Another LIL screenshare project. This one is based on Django Channels.
This project serves two functions: first, to allow a team to post pictures to a Slack channel and have them appear on a monitor in a common workspace; second, as a context for experimentation with web technologies.
This system should be deployed on a server accessible from the public
web, so that Slack can reach it. It subscribes to certain Slack events
by exposing the endpoint /slack_event
; create an app, enter the URL
in Event Subscriptions (something like https://api.slack.com/apps/<app ID>/event-subscriptions?

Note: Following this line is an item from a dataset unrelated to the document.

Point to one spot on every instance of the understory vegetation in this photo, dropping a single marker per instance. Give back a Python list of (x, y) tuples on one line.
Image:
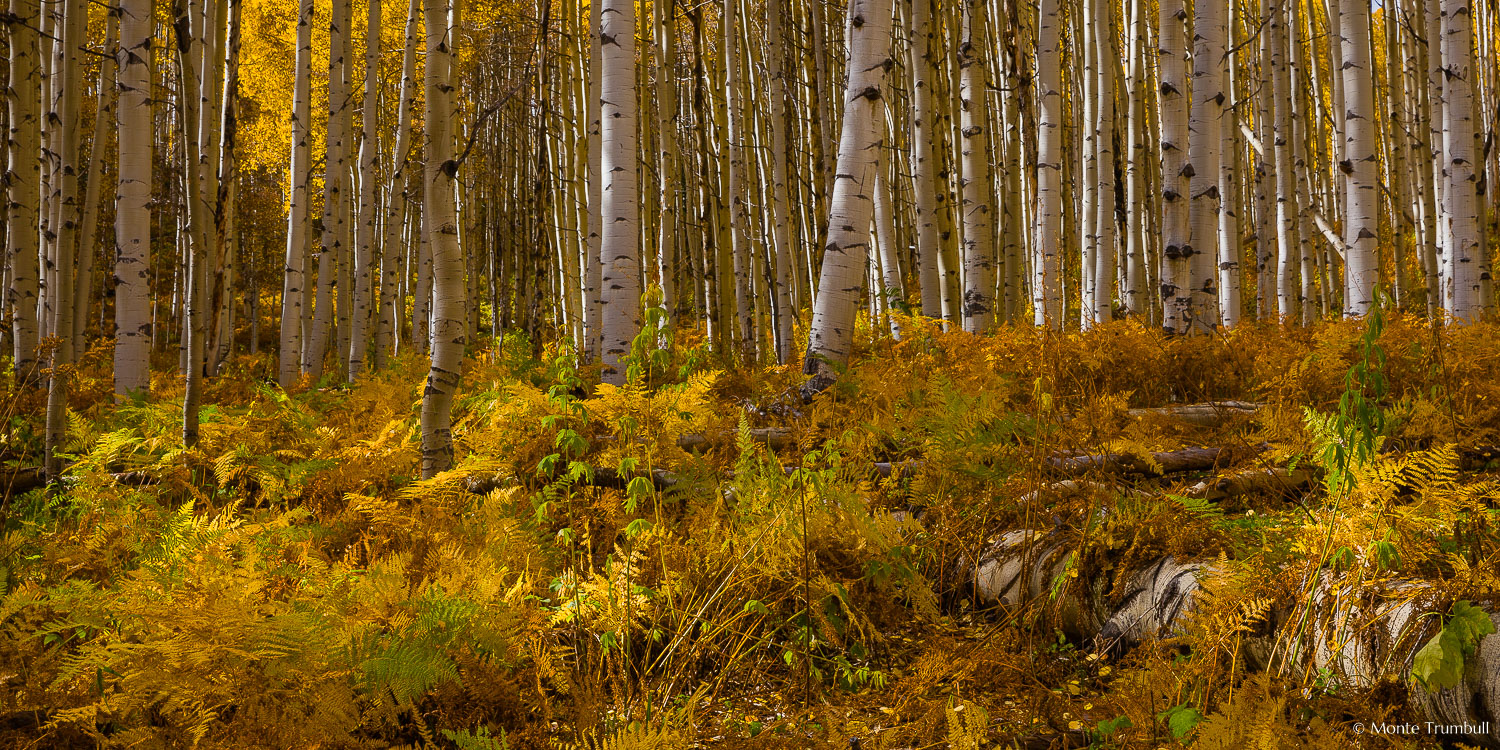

), and subscribe to the bot events
message.channels
, reaction_added
, and reaction_removed
. In
config/.env
, you'll need to configure SLACK_SIGNING_SECRET
and
SLACK_BOT_ACCESS_TOKEN
( ("User OAuth Token" and "Bot User OAuth
Token" in the OAuth & Permissions section of the app's config at
Slack); see config/.env.example
.
In production, this system is set up on a VM running Debian buster,
with the application served by daphne via systemd, and exposed with
nginx. Important dependencies include redis-server
.
Depending on your setup, you may want to use a firewall and/or nginx
to restrict access to the /
endpoint.
Prior to a production deployment, you may want to try this out locally, using ngrok to expose the service to Slack.